The radio station, meanwhile, is well within its rights to reject her plea. CKRW’s producers have obviously concluded that many of its listeners prefer to hear the song. If you disagree with them, turn the dial.

Yet there remains the small matter of what the song is about. Seeing as a considerable number of people – including representatives of the territory’s women’s groups – seem to be labouring under the delusion that Blurred Lines is a song that condones or encourages rape, we feel compelled to note that this view is not actually supported by the song’s lyrics.

Critics have described the song as “rapey” because of singer Robin Thicke’s repetition of the phrase, “I know you want it” – a line that rapists have been known to utter. But, as Slate’s Jennifer Lai has best explained, that’s certainly not what the song is about.

“Someone who says ‘I know you want it’ is probably overly cocky and presumptuous as hell by assuming you/she wants ‘it,’” she writes, “but nothing about ‘I know you want it’ is saying ‘I know you want it, and I’m going to force you to have it’ or ‘I had sex with you and you didn’t consent, but I know you wanted it.’ Yes, ‘I know you want it’ could be said by a rapist – but so could ‘Do you want to go to a movie tonight?’

“If you want more proof that the repetitive ‘I know you want it’ chorus isn’t creepy, let’s do a closer reading of the other lyrics. The end of the chorus goes: ‘The way you grab me/ must wanna get nasty/ go ahead, get at me.’ The last part, ‘go ahead, get at me’ very clearly kills any ‘rapey’ vibe. In fact, he’s putting the ball in her court by telling her to make the move and not the other way around.”

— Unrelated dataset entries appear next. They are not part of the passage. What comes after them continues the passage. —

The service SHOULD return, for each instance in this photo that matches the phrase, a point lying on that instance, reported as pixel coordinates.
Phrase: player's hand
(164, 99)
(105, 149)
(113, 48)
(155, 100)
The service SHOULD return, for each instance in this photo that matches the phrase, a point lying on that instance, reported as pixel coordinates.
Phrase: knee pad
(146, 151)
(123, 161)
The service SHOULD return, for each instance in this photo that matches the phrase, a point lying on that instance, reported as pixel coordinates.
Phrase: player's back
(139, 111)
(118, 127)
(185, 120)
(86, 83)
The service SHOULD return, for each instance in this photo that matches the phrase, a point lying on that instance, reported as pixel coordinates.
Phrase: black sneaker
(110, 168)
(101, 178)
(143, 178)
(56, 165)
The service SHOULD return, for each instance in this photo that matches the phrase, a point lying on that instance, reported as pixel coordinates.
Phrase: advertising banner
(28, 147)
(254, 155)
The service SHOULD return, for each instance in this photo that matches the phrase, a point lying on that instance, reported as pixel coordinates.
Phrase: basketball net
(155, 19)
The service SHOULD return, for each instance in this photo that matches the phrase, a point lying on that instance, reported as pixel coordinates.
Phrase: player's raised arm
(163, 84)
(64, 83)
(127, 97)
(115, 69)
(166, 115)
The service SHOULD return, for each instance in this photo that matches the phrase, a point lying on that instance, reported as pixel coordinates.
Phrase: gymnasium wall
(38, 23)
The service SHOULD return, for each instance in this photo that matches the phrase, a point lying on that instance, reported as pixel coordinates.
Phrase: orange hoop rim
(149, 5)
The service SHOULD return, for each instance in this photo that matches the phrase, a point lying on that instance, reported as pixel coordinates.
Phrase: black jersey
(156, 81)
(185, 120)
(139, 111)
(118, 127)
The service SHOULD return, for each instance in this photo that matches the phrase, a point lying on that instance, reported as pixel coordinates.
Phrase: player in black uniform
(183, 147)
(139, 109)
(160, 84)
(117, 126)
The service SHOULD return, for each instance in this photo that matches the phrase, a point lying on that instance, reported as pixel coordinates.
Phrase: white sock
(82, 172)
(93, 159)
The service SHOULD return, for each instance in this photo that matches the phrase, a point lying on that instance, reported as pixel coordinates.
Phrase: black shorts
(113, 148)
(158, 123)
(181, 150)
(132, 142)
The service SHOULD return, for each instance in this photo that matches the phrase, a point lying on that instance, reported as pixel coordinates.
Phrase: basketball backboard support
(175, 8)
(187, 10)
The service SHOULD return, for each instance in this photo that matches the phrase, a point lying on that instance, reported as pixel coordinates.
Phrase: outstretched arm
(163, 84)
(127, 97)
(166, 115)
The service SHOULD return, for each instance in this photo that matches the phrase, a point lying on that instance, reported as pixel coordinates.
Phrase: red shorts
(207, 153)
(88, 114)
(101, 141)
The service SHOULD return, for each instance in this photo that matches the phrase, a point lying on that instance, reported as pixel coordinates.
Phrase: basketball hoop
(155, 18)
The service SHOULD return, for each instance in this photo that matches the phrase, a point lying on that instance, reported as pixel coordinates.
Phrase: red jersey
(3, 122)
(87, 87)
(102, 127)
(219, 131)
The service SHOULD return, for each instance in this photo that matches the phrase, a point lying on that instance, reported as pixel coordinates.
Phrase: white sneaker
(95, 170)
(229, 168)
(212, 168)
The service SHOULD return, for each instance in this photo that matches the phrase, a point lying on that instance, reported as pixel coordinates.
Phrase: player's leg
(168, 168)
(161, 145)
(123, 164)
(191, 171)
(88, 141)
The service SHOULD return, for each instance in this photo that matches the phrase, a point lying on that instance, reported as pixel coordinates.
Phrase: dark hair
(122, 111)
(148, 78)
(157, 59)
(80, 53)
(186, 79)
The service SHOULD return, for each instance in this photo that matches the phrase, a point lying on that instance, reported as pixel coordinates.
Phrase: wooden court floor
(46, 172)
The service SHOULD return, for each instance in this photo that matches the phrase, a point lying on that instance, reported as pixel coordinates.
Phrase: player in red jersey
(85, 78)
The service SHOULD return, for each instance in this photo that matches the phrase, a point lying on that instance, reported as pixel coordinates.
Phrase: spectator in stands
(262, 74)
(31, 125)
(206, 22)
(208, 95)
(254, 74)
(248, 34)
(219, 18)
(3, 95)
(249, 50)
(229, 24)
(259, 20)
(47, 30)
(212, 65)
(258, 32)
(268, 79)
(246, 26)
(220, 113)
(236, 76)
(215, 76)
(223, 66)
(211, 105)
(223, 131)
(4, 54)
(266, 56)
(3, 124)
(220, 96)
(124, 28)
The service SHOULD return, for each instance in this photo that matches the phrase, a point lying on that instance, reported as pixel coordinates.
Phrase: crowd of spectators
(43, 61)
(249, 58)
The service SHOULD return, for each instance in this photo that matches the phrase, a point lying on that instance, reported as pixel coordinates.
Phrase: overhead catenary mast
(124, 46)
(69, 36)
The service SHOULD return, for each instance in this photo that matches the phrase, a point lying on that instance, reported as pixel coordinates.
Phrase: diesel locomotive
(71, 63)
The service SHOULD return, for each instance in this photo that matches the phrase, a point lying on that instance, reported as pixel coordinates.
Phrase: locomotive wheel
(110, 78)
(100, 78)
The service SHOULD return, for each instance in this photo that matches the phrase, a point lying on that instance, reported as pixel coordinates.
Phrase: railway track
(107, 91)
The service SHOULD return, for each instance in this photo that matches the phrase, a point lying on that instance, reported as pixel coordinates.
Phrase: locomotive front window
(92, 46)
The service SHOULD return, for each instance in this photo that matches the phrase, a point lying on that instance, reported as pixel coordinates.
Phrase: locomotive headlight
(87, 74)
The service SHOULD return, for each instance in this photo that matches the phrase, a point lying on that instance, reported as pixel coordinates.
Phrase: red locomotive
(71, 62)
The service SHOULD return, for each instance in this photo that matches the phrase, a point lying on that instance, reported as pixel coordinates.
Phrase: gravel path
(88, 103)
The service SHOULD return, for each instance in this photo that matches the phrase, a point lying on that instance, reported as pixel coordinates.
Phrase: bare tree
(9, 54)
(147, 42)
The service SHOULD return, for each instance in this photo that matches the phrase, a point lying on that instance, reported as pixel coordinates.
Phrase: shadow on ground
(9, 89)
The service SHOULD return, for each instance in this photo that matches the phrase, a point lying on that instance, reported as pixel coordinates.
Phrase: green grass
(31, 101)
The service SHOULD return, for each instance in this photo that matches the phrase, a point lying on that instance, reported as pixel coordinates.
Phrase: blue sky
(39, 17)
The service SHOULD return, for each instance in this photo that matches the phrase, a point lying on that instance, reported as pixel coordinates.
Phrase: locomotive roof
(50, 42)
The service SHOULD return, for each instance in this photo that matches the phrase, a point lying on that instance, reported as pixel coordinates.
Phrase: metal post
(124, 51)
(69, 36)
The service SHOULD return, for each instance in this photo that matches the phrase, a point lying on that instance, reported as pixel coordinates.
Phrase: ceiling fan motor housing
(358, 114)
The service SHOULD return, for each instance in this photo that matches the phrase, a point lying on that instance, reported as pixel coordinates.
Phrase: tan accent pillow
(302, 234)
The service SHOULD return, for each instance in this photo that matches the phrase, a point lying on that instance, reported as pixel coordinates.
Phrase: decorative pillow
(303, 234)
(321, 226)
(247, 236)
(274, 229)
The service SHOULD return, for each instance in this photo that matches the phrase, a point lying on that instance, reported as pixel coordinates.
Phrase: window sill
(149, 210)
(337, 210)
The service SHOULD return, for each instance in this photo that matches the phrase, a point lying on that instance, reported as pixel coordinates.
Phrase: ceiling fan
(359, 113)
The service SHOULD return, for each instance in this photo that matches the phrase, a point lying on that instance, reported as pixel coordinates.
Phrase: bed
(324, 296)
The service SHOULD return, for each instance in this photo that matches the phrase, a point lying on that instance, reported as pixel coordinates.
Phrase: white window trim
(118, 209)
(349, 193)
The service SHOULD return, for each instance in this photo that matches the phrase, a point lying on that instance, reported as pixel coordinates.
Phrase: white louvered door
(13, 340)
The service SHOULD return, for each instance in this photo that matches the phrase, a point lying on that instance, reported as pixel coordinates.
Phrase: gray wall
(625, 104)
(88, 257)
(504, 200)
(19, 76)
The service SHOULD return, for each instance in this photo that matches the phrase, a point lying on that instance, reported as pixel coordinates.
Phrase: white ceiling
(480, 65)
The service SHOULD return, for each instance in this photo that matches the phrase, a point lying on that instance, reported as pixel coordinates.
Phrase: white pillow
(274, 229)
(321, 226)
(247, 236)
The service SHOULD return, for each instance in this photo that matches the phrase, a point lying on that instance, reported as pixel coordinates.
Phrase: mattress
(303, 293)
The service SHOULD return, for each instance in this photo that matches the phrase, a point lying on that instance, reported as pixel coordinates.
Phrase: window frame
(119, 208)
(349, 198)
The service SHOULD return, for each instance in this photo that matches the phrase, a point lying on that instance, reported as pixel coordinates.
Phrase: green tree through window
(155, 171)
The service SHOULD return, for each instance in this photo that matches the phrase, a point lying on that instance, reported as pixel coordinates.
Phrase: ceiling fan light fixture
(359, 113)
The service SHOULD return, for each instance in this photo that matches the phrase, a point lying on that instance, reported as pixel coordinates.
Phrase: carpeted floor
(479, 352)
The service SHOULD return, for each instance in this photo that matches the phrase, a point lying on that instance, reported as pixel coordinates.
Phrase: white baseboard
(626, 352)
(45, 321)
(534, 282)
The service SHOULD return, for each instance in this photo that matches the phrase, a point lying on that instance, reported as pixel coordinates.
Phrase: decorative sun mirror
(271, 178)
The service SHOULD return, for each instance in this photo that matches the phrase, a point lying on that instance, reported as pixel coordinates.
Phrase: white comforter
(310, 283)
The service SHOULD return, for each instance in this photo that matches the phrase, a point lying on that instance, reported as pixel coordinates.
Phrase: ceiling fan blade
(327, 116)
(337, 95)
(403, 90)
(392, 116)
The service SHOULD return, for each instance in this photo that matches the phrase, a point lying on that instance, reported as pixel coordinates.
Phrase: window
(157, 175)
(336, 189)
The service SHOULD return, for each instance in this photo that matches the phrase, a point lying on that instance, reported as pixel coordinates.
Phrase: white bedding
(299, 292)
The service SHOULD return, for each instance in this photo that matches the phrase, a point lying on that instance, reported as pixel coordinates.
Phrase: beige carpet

So what do the song’s blurred lines refer to? Lai offers several suggestions, but concludes it’s probably about “getting mixed signals from a lady who you think might be interested in doing the deed – then letting her know exactly where you stand so she can make the next move – if she wants.”

Blurred Lines is no ode to feminism, make no mistake. The singer’s overture “just let me liberate you” is bound to raise the response from some women that they’ll liberate themselves, thanks much. And its explicit descriptions of rough sex will probably shock or upset some listeners – provided they’re able to actually comprehend the dirtiest bits, as they’re spoken at high speed. But this is all unexceptional by the standards of much of today’s popular music – especially hip-hop and R&B, the genres to which the song belongs.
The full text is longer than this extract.